Last fall the University of Nebraska hired former Nebraska State Senator, Heath Mello, to be their new chief lobbyist. Mello earns a salary of $165,000 per year. So, the University spends $165,000 per year in order to pay a lobbyist to help them get more money from the State. I believe it is wrong for any agency which gets State tax dollars to spend those tax dollars to lobby the State for even more tax dollars.
One place where the University might look to save some money comes from their own administrative expenses. In the recent past, student enrollment has gone up seven percent while administrative salaries have increased forty percent.
NU President, Hank Bounds, came to the Capitol last Wednesday in order to testify for one hour and forty minutes before the Appropriations Committee. He asked State Legislators to vote against the Governor’s proposed budget cuts of $23 million to the University. Some students, stricken by a heavy burden of student loan debt, even skipped class in order to testify at the hearing which lasted four and one-half hours.
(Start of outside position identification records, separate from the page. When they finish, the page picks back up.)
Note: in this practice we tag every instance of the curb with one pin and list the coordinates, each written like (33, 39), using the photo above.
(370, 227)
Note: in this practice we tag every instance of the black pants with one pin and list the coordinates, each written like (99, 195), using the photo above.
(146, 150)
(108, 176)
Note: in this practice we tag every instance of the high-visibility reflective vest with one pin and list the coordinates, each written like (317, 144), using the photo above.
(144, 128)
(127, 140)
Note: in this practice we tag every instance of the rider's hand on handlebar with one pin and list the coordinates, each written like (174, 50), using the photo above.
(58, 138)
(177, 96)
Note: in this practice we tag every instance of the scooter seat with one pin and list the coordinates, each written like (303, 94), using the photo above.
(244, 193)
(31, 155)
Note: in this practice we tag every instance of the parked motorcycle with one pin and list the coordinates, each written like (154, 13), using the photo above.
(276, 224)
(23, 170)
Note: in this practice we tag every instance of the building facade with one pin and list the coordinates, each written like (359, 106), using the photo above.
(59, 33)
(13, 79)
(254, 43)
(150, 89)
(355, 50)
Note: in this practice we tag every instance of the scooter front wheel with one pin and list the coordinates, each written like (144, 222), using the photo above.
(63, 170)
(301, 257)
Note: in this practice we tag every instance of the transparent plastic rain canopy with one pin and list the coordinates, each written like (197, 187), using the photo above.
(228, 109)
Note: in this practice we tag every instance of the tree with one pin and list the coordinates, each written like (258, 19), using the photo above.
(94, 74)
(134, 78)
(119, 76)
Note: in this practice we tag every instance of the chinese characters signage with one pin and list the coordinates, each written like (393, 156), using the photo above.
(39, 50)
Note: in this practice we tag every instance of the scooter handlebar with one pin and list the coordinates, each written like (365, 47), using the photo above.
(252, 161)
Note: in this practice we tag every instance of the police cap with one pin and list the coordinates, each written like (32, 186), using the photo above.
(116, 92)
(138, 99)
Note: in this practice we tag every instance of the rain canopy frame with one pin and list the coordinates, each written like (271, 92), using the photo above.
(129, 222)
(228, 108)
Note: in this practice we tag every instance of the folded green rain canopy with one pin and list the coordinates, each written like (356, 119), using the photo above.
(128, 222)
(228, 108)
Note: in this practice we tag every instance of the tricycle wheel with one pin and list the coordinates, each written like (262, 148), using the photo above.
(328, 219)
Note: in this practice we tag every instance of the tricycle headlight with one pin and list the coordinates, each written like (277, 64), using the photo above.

In an attempt to coerce State Legislators, Hank Bounds and Chancellor, Ronnie Green, have proposed certain program cuts to the University’s budget. Some of these program cuts include ending bachelor’s degrees and master’s degrees programs in art history, geography and electronics engineering (bachelor’s level only), and even eliminating a baseball team at the University of Nebraska at Kearney. But these program cuts were unnecessary and do nothing more than send a shot across the bow to State Legislators.
The fact of the matter is that the University of Nebraska has plenty of money to spend. Administrators at the University of Nebraska have not dealt honestly and transparently with the public about the funds which are available for them to use. For instance, the University of Nebraska regularly maintains non-restrictive cash reserves in excess of $230 million. The University of Nebraska has maintained these non-restrictive cash reserves above $230 million for at least the past three years.
According to Nebraska State Senator, John Stinner of Gering, who is chair of the Appropriations Committee, the University of Nebraska maintains non-restrictive cash reserves in excess of $230 million dollars in order to protect their bond rating. However, the University of Nebraska could afford to spend $30 million out of its cash reserves with no change whatsoever in their bond rating. What this tells me, is that Bounds and Green care more about protecting their bond rating than they do about lowering student tuition or keeping established programs intact.